How do we replace Flickr? #Indieweb #Yesvember

Kevin Marks
3 min readNov 3, 2018

Flickr, like all successful social software, is different things to different people. When something is done well, we internalize the communities that we interact with on it as part of the character of the place.

Flickr was intentionally built as a community — it had community guidelines and a welcoming presence from Heather Champ and George Oates, who tummelled it brilliantly, welcoming new people and setting the tone.

Don MacAskill, Smugmug CEO and new owner of Flickr, wants to retain this:

We bought Flickr because it’s the largest photographer-focused community in the world. I’ve been a fan for 14 years. There’s nothing else like it. It’s the best place to explore, discover, and connect with amazing photographers and their beautiful photography. Flickr is a priceless Internet treasure for everyone and we’re so excited to be investing in its future. Together, hand-in-hand with the the most amazing community on the planet, we can shape the future of photography.

However, he also wants to change things, in particular he wants to undo Yahoo’s ‘Free TB of storage’ model:

In 2013, Yahoo lost sight of what makes Flickr truly special and responded to a changing landscape in online photo sharing by giving every Flickr user a staggering terabyte of free storage. This, and numerous related changes to the Flickr product during that time, had strongly negative consequences.

First, and most crucially, the free terabyte largely attracted members who were drawn by the free storage, not by engagement with other lovers of photography. This caused a significant tonal shift in our platform, away from the community interaction and exploration of shared interests that makes Flickr the best shared home for photographers in the world. We know those of you who value a vibrant community didn’t like this shift, and with this change we’re re-committing Flickr to focus on fostering this interaction.

I get this, but the heuristic that Don has chosen — free photos will be limited to 1000, and the oldest ones will be deleted first — is likely to damage the original community feeling that he wants to preserve. Ton points out the Creative Commons ethos, but it is an earlier mode that I want to point to.

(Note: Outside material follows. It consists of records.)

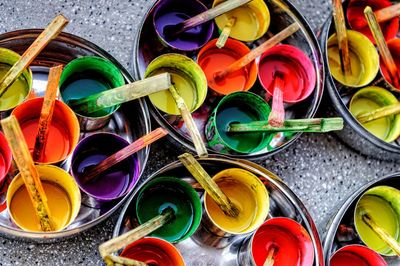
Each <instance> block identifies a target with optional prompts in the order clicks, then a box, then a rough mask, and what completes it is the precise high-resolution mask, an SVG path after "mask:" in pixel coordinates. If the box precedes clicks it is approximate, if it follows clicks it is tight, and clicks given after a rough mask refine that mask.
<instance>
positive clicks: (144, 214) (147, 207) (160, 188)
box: [136, 177, 202, 242]
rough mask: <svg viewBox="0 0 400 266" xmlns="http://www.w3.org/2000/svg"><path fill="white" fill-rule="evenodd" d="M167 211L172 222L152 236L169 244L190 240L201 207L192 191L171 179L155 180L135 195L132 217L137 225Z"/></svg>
mask: <svg viewBox="0 0 400 266" xmlns="http://www.w3.org/2000/svg"><path fill="white" fill-rule="evenodd" d="M167 207H171V208H172V209H173V210H174V211H175V217H174V218H173V220H172V221H170V222H169V223H167V224H166V225H164V226H163V227H161V228H160V229H158V230H157V231H155V232H154V233H153V234H152V236H155V237H160V238H162V239H165V240H167V241H169V242H178V241H181V240H183V239H186V238H188V237H190V236H191V235H192V234H193V233H194V232H195V230H196V229H197V227H198V225H199V224H200V220H201V213H202V211H201V203H200V198H199V196H198V195H197V193H196V191H195V190H194V189H193V188H192V187H191V186H189V185H188V184H187V183H186V182H183V181H181V180H179V179H177V178H173V177H159V178H156V179H153V180H152V181H150V182H149V183H148V184H147V185H145V186H144V187H143V188H142V189H141V191H140V192H139V194H138V197H137V201H136V214H137V217H138V220H139V223H141V224H142V223H145V222H147V221H148V220H150V219H151V218H154V217H155V216H157V215H159V214H161V213H162V211H163V210H165V209H166V208H167Z"/></svg>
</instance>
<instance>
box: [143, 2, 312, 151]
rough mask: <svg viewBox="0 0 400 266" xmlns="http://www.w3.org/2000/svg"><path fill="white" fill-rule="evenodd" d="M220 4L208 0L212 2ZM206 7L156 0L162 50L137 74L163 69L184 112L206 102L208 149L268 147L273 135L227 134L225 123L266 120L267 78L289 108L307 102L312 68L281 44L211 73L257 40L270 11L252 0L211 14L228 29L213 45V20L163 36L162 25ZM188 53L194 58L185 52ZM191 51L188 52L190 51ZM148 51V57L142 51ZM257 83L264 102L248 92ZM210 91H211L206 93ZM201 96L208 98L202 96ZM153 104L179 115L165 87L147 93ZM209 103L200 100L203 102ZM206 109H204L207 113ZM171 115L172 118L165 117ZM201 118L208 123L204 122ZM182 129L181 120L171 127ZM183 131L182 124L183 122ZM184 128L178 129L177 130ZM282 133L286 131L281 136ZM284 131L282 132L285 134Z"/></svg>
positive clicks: (247, 54) (157, 25)
mask: <svg viewBox="0 0 400 266" xmlns="http://www.w3.org/2000/svg"><path fill="white" fill-rule="evenodd" d="M222 2H225V1H220V0H216V1H214V3H213V6H218V5H219V4H221V3H222ZM206 10H207V7H206V6H205V5H204V4H203V3H201V2H200V1H198V0H190V1H185V2H184V3H183V2H182V1H179V0H160V1H158V2H157V4H156V5H155V6H154V8H153V10H152V24H153V27H154V29H155V32H156V33H157V36H158V38H159V40H160V41H161V43H162V44H163V45H164V46H166V47H168V49H167V51H171V52H173V53H163V54H161V55H159V56H158V57H156V58H152V59H153V61H151V62H150V63H149V64H148V65H147V68H146V70H145V73H144V75H143V76H144V77H149V76H153V75H156V74H160V73H163V72H169V73H170V74H171V76H172V83H173V84H174V85H175V88H176V89H177V91H178V92H179V94H180V95H181V96H182V97H183V99H184V101H185V103H186V105H187V106H188V109H189V110H190V111H191V112H194V111H196V110H198V113H196V114H194V118H195V119H203V118H199V117H195V116H200V117H201V116H203V111H202V108H203V107H204V105H205V104H207V105H208V104H210V106H212V107H213V108H214V110H213V111H212V112H211V114H210V115H209V117H207V118H205V120H206V121H205V123H204V124H203V125H204V129H203V125H201V127H200V130H204V132H203V133H204V136H205V139H206V140H207V142H208V147H209V148H211V149H212V150H214V151H216V152H220V153H224V154H255V153H258V152H261V151H270V150H273V149H274V148H275V147H272V146H271V145H269V144H270V143H271V140H272V138H273V136H274V135H276V133H274V134H272V133H271V134H270V133H240V134H238V133H228V132H227V126H228V125H229V124H230V123H233V122H239V123H247V122H252V121H260V120H268V115H269V113H270V111H271V108H270V107H269V105H268V103H267V102H268V100H269V99H270V98H271V96H272V95H273V94H274V88H275V85H274V83H275V82H274V80H275V76H276V75H277V74H278V73H280V74H281V75H282V76H283V82H284V86H283V88H282V90H283V101H284V102H285V103H286V104H287V105H293V104H296V103H299V102H302V101H304V100H305V99H307V98H308V97H309V96H310V95H311V94H312V93H313V91H314V89H315V87H316V70H315V68H314V65H313V63H312V61H311V60H310V58H309V57H308V56H307V55H306V54H305V52H303V51H302V50H301V49H299V48H297V47H295V46H293V45H288V44H278V45H275V46H274V47H272V48H270V49H268V50H267V51H266V52H264V53H263V54H262V55H261V56H260V58H259V60H253V61H251V62H250V63H249V64H247V65H246V66H243V67H242V68H241V69H239V70H237V71H234V72H232V73H230V74H228V75H227V76H225V77H224V78H222V79H215V75H216V74H217V73H220V72H221V71H224V70H225V69H227V68H228V66H230V65H231V64H233V63H235V62H237V61H238V60H239V59H241V58H243V57H244V56H246V55H248V54H249V52H250V51H251V50H250V48H249V47H248V46H247V45H246V44H245V43H244V42H255V41H258V40H260V41H263V39H260V38H261V37H263V36H264V35H265V34H266V32H267V30H268V28H269V24H270V13H269V10H268V7H267V4H266V3H265V2H264V1H263V0H253V1H251V2H249V3H247V4H245V5H242V6H240V7H237V8H236V9H233V10H232V11H229V12H227V13H224V14H223V15H221V16H219V17H217V18H216V19H215V25H216V26H217V27H218V29H219V30H223V28H224V27H225V26H226V25H227V24H228V23H230V21H231V19H232V18H234V23H233V26H232V25H231V26H232V28H231V33H230V36H229V38H228V39H227V41H226V43H225V45H224V46H223V47H221V48H218V47H217V46H216V44H217V39H213V40H211V38H212V36H215V35H214V34H215V31H216V30H215V29H214V27H215V25H214V21H208V22H206V23H203V24H201V25H198V26H196V27H195V28H192V29H190V30H187V31H185V32H182V33H180V34H179V35H177V36H175V35H171V36H167V35H168V34H167V33H166V32H168V28H169V27H173V26H175V25H179V23H182V22H183V21H185V20H186V19H188V18H190V17H193V16H194V15H197V14H199V13H201V12H204V11H206ZM188 53H189V54H190V56H191V57H192V58H196V59H197V62H195V61H194V60H192V59H191V58H189V57H187V56H186V55H188ZM192 55H193V56H192ZM145 56H148V55H145ZM257 80H258V81H259V83H260V84H261V87H263V88H264V91H265V93H262V94H265V95H266V97H265V98H267V100H264V99H263V98H262V97H261V96H259V95H256V94H254V93H252V92H250V91H252V90H253V91H256V90H257V87H258V83H257V84H256V82H258V81H257ZM208 88H210V89H211V90H208ZM207 96H208V97H207ZM149 98H150V101H151V102H152V103H153V105H154V106H155V107H156V108H157V109H159V110H160V111H162V112H163V113H165V114H167V115H168V116H171V115H172V116H173V115H179V114H180V112H179V109H178V108H177V106H176V103H175V101H174V99H173V98H172V96H171V94H170V93H169V92H168V91H162V92H158V93H155V94H152V95H150V96H149ZM206 98H207V101H212V103H208V102H207V103H204V102H205V101H206ZM208 111H211V110H207V111H205V112H208ZM171 119H172V120H173V118H171ZM207 120H208V121H207ZM179 127H182V124H180V125H179ZM183 128H184V127H183ZM182 130H183V131H185V130H184V129H182ZM285 134H286V133H285ZM290 134H293V133H288V134H287V136H290Z"/></svg>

In the early years, before cameras in cellphones and huge bandwidth became commonplace enough that we all had photostreams, Flickr was the place where we shared a community record of events. We’d upload our photos and tag them together to make a shared sense of occasion. I know if I want to remember etech, microformats’ first anniversary or the vloggies, the photos will be there.

However, a lot of these photos are from free users, and they may have gone over 1000, so the collages will be ruined.

I’d like to suggest a more subtle heuristic. If images are public, and tagged, and especially if they are creative commons, Flickr should retain them to preserve this archive. If as Don says there are 3% of users with many thousands of photos that are private, they will still be hit by this without enclosing the commons.

On the creative commons side, the Internet Archive can download those:

As for the people who want a big private archive of photos for free, send them to Google Photos, who love users like that (and will run machine learning over them for fun and profit).

Meanwhile, over in the fediverse, pixelfed is just getting started.